Gram-negative bacteria (which include Escherichia coli and Salmonella) are particularly antibiotic-resistant; infections caused by these organisms can be difficult to treat because they have an outer membrane that limits uptake of certain drugs. The outer membrane, however, is also where the iron-siderophore receptors are located. “We theorize that using cisplatin, a platinum-based anticancer agent, as a trojan horse that would target those receptors while carrying an antibiotic cargo will allow us to trick bacteria into eating something poisonous,” says Dr. Nolan. “We believe that the siderophore receptor will recognize the siderophore moiety conjugated to a platinum anticancer agent as food and take it in, allowing transport across the outer membrane and allowing the platinum cargo to ultimately kill the bacteria.”

I love using chemistry to address biological problems.
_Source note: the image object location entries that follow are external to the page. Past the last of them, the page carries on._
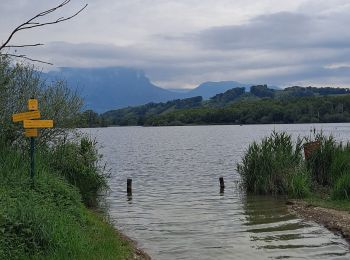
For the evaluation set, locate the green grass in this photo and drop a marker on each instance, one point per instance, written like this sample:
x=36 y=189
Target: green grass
x=276 y=166
x=49 y=221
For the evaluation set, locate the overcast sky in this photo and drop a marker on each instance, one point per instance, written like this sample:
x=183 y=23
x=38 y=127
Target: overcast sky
x=181 y=43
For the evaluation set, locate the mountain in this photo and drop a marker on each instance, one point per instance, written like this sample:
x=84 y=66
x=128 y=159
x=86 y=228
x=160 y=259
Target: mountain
x=210 y=89
x=113 y=87
x=110 y=88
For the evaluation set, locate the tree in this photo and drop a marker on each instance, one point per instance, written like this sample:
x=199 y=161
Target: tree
x=34 y=23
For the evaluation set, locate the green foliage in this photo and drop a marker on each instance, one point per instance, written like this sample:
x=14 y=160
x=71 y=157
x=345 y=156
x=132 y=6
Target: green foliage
x=269 y=166
x=321 y=160
x=275 y=167
x=321 y=109
x=78 y=163
x=300 y=183
x=49 y=221
x=341 y=187
x=20 y=82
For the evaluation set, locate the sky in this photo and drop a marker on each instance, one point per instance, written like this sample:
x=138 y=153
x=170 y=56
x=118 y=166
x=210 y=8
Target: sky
x=182 y=43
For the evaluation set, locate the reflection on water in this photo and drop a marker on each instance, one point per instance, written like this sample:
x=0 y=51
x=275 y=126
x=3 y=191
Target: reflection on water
x=281 y=235
x=177 y=210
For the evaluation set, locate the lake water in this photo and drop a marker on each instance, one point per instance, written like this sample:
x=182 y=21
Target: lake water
x=177 y=211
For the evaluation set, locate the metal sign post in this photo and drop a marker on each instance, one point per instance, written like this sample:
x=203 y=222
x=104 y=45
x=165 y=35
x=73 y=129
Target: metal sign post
x=31 y=129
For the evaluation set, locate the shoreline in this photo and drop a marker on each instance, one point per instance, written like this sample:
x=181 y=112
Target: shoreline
x=335 y=220
x=138 y=253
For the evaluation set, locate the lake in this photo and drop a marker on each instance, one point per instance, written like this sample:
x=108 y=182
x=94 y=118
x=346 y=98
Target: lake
x=177 y=211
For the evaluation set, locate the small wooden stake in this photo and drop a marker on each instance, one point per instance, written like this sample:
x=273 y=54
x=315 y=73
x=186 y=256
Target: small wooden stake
x=129 y=187
x=222 y=184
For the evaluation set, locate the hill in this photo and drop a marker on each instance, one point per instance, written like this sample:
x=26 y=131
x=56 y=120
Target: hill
x=116 y=87
x=236 y=106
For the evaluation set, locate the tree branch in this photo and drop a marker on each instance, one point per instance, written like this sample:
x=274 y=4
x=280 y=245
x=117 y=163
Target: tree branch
x=24 y=45
x=22 y=56
x=32 y=23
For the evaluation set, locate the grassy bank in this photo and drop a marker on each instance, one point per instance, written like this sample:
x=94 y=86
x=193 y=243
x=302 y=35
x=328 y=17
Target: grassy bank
x=277 y=166
x=50 y=221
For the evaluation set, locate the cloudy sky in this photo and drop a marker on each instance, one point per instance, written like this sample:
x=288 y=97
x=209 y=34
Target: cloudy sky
x=181 y=43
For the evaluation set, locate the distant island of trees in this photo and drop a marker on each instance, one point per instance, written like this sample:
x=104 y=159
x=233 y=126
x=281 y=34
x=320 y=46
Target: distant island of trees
x=261 y=105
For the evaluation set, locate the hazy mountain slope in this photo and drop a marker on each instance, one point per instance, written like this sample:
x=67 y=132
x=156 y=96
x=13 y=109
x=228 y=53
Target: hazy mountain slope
x=114 y=87
x=210 y=89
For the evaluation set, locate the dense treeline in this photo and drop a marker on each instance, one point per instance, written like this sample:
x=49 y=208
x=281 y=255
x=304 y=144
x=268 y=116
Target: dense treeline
x=261 y=105
x=299 y=110
x=48 y=217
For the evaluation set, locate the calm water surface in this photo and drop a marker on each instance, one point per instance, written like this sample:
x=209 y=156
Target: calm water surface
x=177 y=211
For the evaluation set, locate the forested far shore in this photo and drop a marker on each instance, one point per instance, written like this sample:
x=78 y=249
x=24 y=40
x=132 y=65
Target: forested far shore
x=259 y=106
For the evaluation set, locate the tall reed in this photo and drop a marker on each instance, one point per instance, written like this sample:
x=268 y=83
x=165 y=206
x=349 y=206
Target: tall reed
x=271 y=166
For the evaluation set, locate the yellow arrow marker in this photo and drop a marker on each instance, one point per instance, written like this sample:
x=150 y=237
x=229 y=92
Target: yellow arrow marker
x=32 y=104
x=31 y=132
x=25 y=116
x=38 y=123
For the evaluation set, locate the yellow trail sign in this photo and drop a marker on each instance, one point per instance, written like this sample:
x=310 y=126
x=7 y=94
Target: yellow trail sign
x=32 y=104
x=31 y=132
x=38 y=123
x=25 y=116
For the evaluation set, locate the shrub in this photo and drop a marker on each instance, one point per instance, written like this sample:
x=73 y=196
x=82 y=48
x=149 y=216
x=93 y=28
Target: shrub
x=300 y=183
x=268 y=167
x=340 y=164
x=79 y=164
x=321 y=159
x=341 y=188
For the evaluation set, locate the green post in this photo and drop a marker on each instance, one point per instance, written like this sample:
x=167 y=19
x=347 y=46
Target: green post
x=32 y=162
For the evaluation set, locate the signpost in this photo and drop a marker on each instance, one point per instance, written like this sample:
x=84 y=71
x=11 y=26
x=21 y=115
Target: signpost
x=31 y=128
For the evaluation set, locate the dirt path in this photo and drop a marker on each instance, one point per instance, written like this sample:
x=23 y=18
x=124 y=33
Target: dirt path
x=335 y=220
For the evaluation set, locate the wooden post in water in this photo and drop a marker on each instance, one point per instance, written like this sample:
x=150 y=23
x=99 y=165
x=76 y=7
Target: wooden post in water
x=129 y=187
x=222 y=184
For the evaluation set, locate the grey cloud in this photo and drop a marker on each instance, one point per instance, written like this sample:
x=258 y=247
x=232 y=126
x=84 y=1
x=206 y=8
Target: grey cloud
x=279 y=31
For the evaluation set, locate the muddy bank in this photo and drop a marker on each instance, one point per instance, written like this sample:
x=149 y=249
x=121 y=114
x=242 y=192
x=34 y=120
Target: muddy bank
x=138 y=253
x=335 y=220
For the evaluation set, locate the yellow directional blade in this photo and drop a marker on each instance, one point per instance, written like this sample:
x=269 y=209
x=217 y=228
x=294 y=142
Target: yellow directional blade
x=32 y=104
x=31 y=132
x=38 y=123
x=25 y=116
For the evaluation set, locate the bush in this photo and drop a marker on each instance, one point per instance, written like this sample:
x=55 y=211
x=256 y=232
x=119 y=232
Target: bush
x=78 y=163
x=341 y=188
x=300 y=183
x=268 y=167
x=321 y=159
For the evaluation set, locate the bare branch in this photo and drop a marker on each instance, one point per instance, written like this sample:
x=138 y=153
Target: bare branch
x=32 y=23
x=24 y=45
x=22 y=56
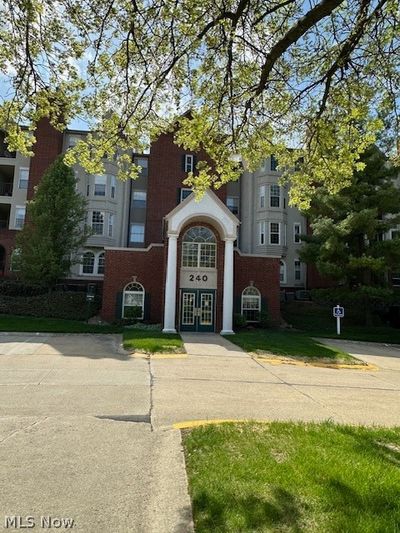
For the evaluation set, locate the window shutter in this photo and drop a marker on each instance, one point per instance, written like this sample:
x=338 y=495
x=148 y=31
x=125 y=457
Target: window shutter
x=118 y=307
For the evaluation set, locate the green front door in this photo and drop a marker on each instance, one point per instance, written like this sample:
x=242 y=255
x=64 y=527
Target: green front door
x=197 y=310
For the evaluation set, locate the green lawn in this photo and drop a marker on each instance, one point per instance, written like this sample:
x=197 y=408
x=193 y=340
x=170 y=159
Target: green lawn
x=288 y=343
x=286 y=477
x=151 y=341
x=318 y=321
x=51 y=325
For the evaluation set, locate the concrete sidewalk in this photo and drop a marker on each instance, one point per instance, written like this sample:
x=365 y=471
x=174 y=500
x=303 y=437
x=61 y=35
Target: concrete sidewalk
x=77 y=440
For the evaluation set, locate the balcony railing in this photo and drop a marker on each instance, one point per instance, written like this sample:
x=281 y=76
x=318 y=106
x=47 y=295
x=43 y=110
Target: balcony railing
x=6 y=189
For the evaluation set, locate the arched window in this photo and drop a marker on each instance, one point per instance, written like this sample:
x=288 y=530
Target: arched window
x=133 y=301
x=15 y=260
x=251 y=304
x=100 y=263
x=199 y=248
x=88 y=263
x=282 y=272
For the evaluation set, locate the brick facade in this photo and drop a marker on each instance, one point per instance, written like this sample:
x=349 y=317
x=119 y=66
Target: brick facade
x=120 y=268
x=48 y=146
x=165 y=179
x=263 y=273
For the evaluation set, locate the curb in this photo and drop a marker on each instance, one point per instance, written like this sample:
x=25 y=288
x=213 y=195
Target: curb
x=337 y=366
This project gives us the chance to create new molecules that haven’t been made before and see what they can do.”

Challenge

Targeting toxicity is essential

Dr. Nolan’s experiment—using toxic cisplatin-siderophore conjugates to selectively inhibit bacterial cell growth—represents a new, unconventional approach for fighting bacterial infections in humans. One of the key risks is the fact that the anticancer drug is toxic to humans. However, by converting the cisplatin molecules into narrow-spectrum antimicrobial agents that can target a particular subset of bacterial species, Dr. Nolan hopes to observe minimal toxicity to host cells and minimal damage to the host’s microbiome. And yet, she explains, “While we have plenty of textbook knowledge about platinum-based anticancer agents, we have not worked with them in the past, and we have limited experience with testing siderophore-antibiotic conjugates in animals.” It is quite likely that traditional funding sources would find these risks unacceptable.

Potential

New ways to resist resistance

If successful, Dr. Nolan’s work may provide a toolkit for repurposing other clinical medications to fight bacterial infections. Targeting bacteria’s siderophore apparatus provides an inherent selectivity that may allow trojan horses to succeed where conventional approaches fail. As antibiotic-resistant infections increase, there is an urgent need to avoid a “post-antibiotic era” that would be as deadly as the pre-antibiotic era. Says Dr. Nolan, “I love using chemistry to address biological problems. This project gives us the chance to create new molecules that haven’t been made before and see what they can do. I think it will be very interesting to see how this experiment will influence my other research projects. I know it will, but to what extent remains to be seen.”

Postscript

Breaking through

Using pathogenic strains of E. coli, Dr. Nolan’s research found that conjugation of a form of the platinum-based anticancer agent cisplatin to a siderophore allowed for drug repurposing and use of cisplatin as a targeted antibacterial. As a result, the E. coli cells elongated without dividing—by inhibiting cell division, the drug prevented their ability to replicate. “This was an exciting result,” says Dr. Nolan. “Another important observation we made was that cultured human cells were unable to take up the conjugate, resulting in negligible accumulation of platinum—therefore, it’s much less toxic than cisplatin for those cells.”

Results of the study were published in The Journal of the American Chemical Society in 2022; a second paper, exploring whether this strategy is generalizable across other anti-cancer agents, is in the works. “One new idea is to use the platinum cargo as a tool to determine whether siderophore-like molecules can reach the cytoplasm of Gram-negative bacteria and thereby be used as delivery vectors,” she says. “We didn’t anticipate this possibility at the start, but I believe it will be beneficial in other aspects of our work. We also hope that our contributions will rekindle interest in the potential utility of platinum-based agents on bacterial physiology among researchers in the field.”